Fiel a la literatura, bovarista por convicción, sabía que Wilde me concedería algunas palabras.
–¿En qué íbamos, maestro Wilde?
–En nada, turista, acabas de sentarte.
–Es cierto, soy torpe al iniciar este diálogo con un trastabilleo fático. Me pregunto cómo la pasa usted por estas calles luminosas.
–Qué te digo, la inmovilidad no ha sido mi fuerte. Además, suelen visitarme turistas ignaros, que no tienen la más remota idea de lo que escribí hace décadas. Solo saben que era homosexual y que esa condición, divertida y hedonista en principio, marcó el camino de mi derrota.
–Comprendo, maestro.
–Deja de llamarme maestro. En tu boca de latino suena a muletilla. No creo que comprendas mucho.
–¿?
–Si quieres que este diálogo insulso continúe déjame preguntarte qué has leído de mí.
–Muchas cosas, sus ensayos, sus novelas. Entre ellas El retrato de Dorian Gray.
–Ya veo. ¿Recuerdas alguna frase, alguna sentencia de las que allí expuse?
–Recuerdo algunas, sí señor. La de Lord Henry, en su diálogo con la duquesa Gladys.
–Qué interesante. Prosigue.
–La duquesa le pregunta por el arte, por el lugar que el arte tiene en la vida. “¿Dónde dejas el arte?” Pregunta ella. Y Lord Henry responde que el arte es una enfermedad.
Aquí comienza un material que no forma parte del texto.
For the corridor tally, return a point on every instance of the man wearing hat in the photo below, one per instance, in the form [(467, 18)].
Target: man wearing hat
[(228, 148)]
–Es el gran tema, desangelado turista. No el del arte como atributo creativo del ser sino el de la enfermedad. Sí que lo sé, en mi experiencia carcelaria, en mi vida de clochard en las calles parisinas.
–También habla usted del alma enferma.
–Ese es otro tema. La enfermedad de la que hablo es la del cuerpo.
–Como lo supo el eterno joven Dorian.
–Veo que no comprendes. Lo de Dorian es una apuesta, una batalla para derrotar el destino que nos imponen los dioses. Su debilidad, su engreimiento es lo que lo hace monstruoso. Hablo del cuerpo como deterioro, como corrupción.
–Borges, uno de sus más tempranos traductores, señor Wilde, dijo en “El zahir” que “En los velorios, el progreso de la corrupción hace que el muerto recupere sus caras anteriores”.
–Memorable sentencia, como si la hubiera copiado de mí.
–No me sorprendería, usted hace parte de su Biblioteca personal. Incluso antes había contemplado una revelación en otro personaje: “Funes discernía continuamente los tranquilos avances de la corrupción, de las caries, de la fatiga. Notaba los progresos de la muerte, de la humedad. Era el solitario y lúcido espectador de un mundo multiforme, instantáneo y casi intolerablemente preciso.”
–Ya empiezas a entender. El cuerpo como enfermedad, como extensión de una memoria que de súbito es atacado, aplanado. El cuerpo como fragilidad, expuesto al aire, al contacto con los otros, a la carga viral que expanden los diminutos organismos que no vemos.
Un turista francés empezó a proferir palabras soeces. Me increpaba, me exigía que me parara de allí, que era su turno para tomarse la selfie. Vacilante, fui incapaz de armar una frase de despedida.
Han pasado meses desde aquel diálogo con el señor Wilde. He vuelto a las calles de Manhattan pero ahora siguiendo las cámaras de reporteros intrépidos. He reconocido en fotografías algunos lugares que me son familiares. Calles desoladas como las calles del mundo. En el paisaje de la urbe, el número de muertos e infectados crece como el terror. Sobre las aguas del Hudson River, un buque hospital militar recibe personas contagiadas por el virus. Sobre los pastos de Central Park, un hospital de campaña levanta sus lonas blancas, a la espera de los enfermos. “¿Acaso no sabes los horrores que aguardan a ese cuerpo suyo todavía tan blanco?”, se pregunta un personaje de Wilde.
Don’t cross Central Park at night. Ante las debilidades del cuerpo; frente al peligro que inocula nuestra saliva, los versos secretos de Octavio Paz ahora se traducen de otro modo. Los leemos temblorosos, sin claridad de luna y atentos como moscas a los mensajes de los voceros locales: “Stay home. Save lives”, “Quédate en casa”.